I spent some time playing in the kitchen for my second ever, vegan baking experiment from Love Food Eat. I used a healthy mixture of whole-wheat flour & almond flour, along with all natural honey, and unsweetened applesauce in place of oil. After I mixed up my batter, I could not stop licking the spatula! I’m so glad there are no raw eggs in this recipe, because I probably would’ve been sick after that little taste test! I know that some strict vegans do not consider honey to truly be vegan because it is made by bees, but since it does not actually contain any animal product, I still incorporate it in some of my vegan recipes. If you do not feel that honey works into your diet, you could try an alternative like agave or maple syrup!

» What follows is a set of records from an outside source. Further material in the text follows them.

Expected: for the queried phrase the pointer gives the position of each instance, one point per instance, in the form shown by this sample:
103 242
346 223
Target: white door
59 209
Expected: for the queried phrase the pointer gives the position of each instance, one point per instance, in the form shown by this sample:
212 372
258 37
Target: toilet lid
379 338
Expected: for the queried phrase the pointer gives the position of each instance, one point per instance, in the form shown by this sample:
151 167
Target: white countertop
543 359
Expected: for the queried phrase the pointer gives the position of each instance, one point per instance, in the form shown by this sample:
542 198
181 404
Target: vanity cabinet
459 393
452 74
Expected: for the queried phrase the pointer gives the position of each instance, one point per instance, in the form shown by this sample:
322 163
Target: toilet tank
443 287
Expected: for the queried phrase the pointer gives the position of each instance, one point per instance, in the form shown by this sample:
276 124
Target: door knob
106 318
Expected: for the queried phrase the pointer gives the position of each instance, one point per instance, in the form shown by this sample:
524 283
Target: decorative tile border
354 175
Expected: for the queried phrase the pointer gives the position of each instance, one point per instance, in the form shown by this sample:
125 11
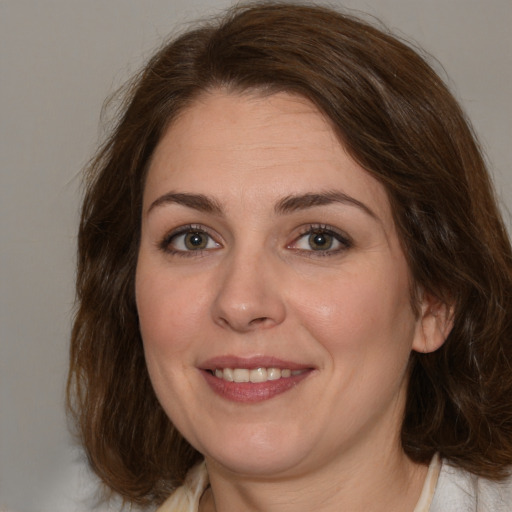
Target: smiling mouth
256 375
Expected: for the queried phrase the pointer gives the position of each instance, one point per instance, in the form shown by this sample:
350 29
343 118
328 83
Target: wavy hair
398 120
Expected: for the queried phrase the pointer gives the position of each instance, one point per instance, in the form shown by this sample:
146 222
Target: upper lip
250 363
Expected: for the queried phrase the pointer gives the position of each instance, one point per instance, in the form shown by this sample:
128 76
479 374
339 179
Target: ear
434 323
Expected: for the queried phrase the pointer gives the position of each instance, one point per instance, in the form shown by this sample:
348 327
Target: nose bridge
248 296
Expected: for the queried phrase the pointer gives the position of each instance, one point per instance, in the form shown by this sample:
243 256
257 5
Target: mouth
254 375
254 379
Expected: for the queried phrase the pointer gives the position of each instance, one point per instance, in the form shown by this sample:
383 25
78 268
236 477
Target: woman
293 281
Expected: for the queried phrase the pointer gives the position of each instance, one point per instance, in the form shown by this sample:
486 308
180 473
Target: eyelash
312 229
165 244
322 229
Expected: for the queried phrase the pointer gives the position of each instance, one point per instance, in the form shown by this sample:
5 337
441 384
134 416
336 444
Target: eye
321 239
188 239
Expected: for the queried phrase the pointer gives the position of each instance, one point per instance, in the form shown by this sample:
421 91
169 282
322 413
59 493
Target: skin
259 289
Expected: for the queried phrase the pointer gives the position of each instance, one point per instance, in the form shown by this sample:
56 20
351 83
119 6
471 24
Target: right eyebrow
196 201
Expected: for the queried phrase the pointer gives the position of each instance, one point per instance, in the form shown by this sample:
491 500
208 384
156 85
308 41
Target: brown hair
398 120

I have not experimented with these sweet alternatives, but I would love to hear if anyone tries!

Question: Do you think that honey should be considered vegan or not?

These muffins are like a little burst of sunshine. They have a warm, mildly sweet flavor with a punch of citrus. Perfect with a cup of tea or coffee in the morning! Sunburst Muffins
Makes 12 muffins

1 cup whole-wheat pastry flour
1/4 cup almond flour
1 cup rolled oats
1 cup finely grated carrots
3/4 cup orange juice
1/4 cup unsweetened applesauce
1/4 cup honey
1/3 cup golden raisins
1 tsp baking powder
1/2 tsp salt
1/2 tsp turmeric
2 Tbsp ground flaxseed + 6 tbsp water

Preheat oven to 350 degrees. In a small bowl, combine ground flaxseed with water. Set aside and stir occasionally until it forms into a sticky/gooey texture (like an egg). In a mixing bowl, combine and mix all dry ingredients (whole-wheat flour, almond flour, oats, baking powder, salt, and turmeric). In a separate mixing bowl, combine all wet ingredients (orange juice, applesauce, honey, grated carrots) along with the golden raisins, and the flaxseed mixture. Line a muffin pan with 12 muffin/cupcake liners. Carefully pour the batter into the liners. Place in the oven and bake for 25 minutes or until a toothpick comes out clean.